Typically I have a deployment pipeline for each service, which is triggered by GitHub webhook events, such as merging into master.

I tend to use AWS Code Pipeline and Code Build, it’s already integrated into the AWS stack, and ships with everything you need to deploy Lambdas. It’s also pretty lightweight configuration wise. I ship the cloudformation for the pipeline along with my service. Another good option is CircleCI which offers a free trial.

Service Discovery

As you build out more and more services, you find use cases where you might need to communicate between services. You may have some services in Fargate, some in Lambda, etc. One issue I had architecting on serverless technologies, and AWS services, is that it’s tricky to communicate between all of these different services and protocols, and it’s tricky to find the location of each service without using ARNs. So this is where, in a typical microservice architecture, you’d use service discovery.

Service discovery allows you to register the location of services, with a user friendly name, so that you can find other services by name. AWS provides a Serverless offering for this, called Cloudmap. I use Cloudmap to register the ARNs of my functions. I also wrote a series of libraries to abstract the process of calling other functions, and locating other services.

Example calling a Lambda function using our service discovery framework:

d := discover.NewDiscovery(

d.Request("my-namespace.users->create-user", types.Request{
  Body: []byte("{ \"hello\": \"world\" }"),
}, opts)

Under the hood, this finds the service with the namespace of my-namespace, the users service, and calls the create-user function as part of that service from Cloudmap. Cloudmap returns the ARN with some additional metadata, including its type, in this case a function. Because we instantiated this library using the Lambda adapter for functions (which is also the default), it then uses the Lambda SDK to call that Lambda function.

From your codes point of view, it doesn't care where it is, or what it is, it can intuitively infer how to handle that interaction, protecting your code from the details of Lambda.

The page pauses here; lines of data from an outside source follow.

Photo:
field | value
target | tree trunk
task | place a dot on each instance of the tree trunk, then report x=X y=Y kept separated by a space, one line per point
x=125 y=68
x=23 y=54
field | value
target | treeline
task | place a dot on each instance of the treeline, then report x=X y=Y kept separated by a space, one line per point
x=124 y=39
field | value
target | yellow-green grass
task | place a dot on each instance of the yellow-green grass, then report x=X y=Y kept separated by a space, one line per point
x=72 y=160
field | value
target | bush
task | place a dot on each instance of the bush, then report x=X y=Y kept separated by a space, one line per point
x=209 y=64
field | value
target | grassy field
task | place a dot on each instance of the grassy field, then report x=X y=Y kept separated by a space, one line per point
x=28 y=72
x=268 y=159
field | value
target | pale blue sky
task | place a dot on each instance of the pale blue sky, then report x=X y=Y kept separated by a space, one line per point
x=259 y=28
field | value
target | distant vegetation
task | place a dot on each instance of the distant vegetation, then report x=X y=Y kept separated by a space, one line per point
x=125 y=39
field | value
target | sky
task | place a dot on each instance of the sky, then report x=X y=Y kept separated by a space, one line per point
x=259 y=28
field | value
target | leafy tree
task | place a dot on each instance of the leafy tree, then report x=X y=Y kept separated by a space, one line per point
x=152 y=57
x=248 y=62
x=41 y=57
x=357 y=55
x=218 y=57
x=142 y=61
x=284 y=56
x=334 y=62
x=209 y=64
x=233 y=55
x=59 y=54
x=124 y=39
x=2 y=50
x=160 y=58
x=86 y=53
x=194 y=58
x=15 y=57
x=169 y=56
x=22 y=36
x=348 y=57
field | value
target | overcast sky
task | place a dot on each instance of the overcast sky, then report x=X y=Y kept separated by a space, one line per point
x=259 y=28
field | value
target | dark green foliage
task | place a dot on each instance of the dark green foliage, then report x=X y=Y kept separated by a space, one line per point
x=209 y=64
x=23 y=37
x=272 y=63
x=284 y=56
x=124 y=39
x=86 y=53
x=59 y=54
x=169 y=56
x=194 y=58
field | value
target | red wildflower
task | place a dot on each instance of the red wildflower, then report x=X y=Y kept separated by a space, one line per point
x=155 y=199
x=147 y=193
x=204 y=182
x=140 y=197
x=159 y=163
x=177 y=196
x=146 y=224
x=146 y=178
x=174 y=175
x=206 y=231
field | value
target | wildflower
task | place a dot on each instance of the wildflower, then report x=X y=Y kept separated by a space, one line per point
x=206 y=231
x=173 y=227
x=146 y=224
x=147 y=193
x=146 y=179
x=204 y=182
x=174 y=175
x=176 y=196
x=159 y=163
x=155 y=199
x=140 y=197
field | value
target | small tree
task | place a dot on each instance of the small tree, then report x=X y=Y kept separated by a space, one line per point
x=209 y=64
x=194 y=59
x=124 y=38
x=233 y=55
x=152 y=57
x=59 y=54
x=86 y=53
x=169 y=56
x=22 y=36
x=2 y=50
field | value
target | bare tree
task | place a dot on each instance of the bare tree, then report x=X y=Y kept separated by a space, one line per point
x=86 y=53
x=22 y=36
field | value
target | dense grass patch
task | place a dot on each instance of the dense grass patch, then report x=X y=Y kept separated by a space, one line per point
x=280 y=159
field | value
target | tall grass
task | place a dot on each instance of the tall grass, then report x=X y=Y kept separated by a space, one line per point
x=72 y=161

I’m still learning every day, and in all probability, my approach will change several more times in the next year or so. The approaches and tools I’ve outlined aren’t foolproof, but it’s a solid start.

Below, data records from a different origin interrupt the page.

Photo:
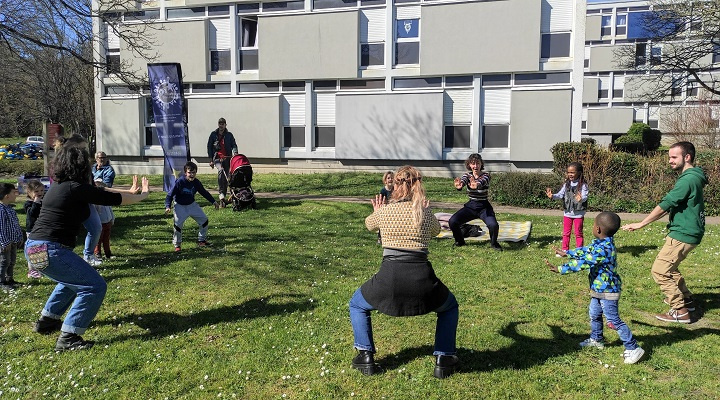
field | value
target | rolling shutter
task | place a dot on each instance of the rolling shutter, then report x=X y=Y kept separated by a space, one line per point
x=325 y=106
x=496 y=106
x=457 y=105
x=294 y=110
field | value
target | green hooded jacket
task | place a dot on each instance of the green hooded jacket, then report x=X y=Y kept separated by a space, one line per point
x=686 y=207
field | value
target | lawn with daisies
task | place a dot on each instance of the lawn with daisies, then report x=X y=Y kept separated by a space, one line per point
x=263 y=314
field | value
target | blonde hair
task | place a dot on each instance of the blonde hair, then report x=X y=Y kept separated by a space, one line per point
x=408 y=187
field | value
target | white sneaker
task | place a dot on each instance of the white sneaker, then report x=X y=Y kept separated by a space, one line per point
x=590 y=342
x=633 y=356
x=93 y=261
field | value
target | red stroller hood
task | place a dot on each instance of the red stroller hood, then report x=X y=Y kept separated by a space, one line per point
x=238 y=160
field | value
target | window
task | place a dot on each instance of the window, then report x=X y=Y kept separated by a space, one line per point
x=294 y=136
x=248 y=54
x=407 y=83
x=255 y=87
x=193 y=12
x=621 y=25
x=555 y=45
x=606 y=25
x=320 y=4
x=542 y=78
x=457 y=137
x=372 y=37
x=496 y=136
x=284 y=6
x=407 y=35
x=219 y=43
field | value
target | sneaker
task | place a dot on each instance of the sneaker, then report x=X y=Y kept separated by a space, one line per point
x=590 y=342
x=94 y=262
x=633 y=356
x=365 y=363
x=46 y=325
x=71 y=341
x=689 y=303
x=445 y=366
x=681 y=316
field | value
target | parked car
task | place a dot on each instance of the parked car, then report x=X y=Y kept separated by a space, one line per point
x=35 y=140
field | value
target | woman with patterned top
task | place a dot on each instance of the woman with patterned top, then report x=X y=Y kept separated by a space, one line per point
x=406 y=284
x=477 y=182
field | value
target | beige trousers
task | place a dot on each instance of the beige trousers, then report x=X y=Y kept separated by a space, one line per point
x=666 y=274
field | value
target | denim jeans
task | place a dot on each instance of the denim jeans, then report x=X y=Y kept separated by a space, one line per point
x=445 y=329
x=598 y=307
x=79 y=287
x=94 y=228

The most important lesson I hope you take away from this, however, is protecting your business logic from the sea of AWS services and technologies. Treat Lambda as an unimportant detail, treat DynamoDB as an unimportant detail. The important parts are your use cases, which should encapsulate your business logic, and should not be aware of your database, or your delivery mechanism, etc.

One thing I've noticed, it feels much easier to architect distributed systems with Docker and Kubernetes for example; there are design patterns and primatives that are clearly defined and well understood. I still think this is missing or incomplete with serverless as a concept, largely driven by the plethora of services and the differences between cloud platforms offerings. With Kubernetes, docker is docker, you can take a unified approach.

But we can achieve the same with serverless architectures, using careful abstractions, and understanding how the same patterns we see in traditional architectures, can apply to serverless.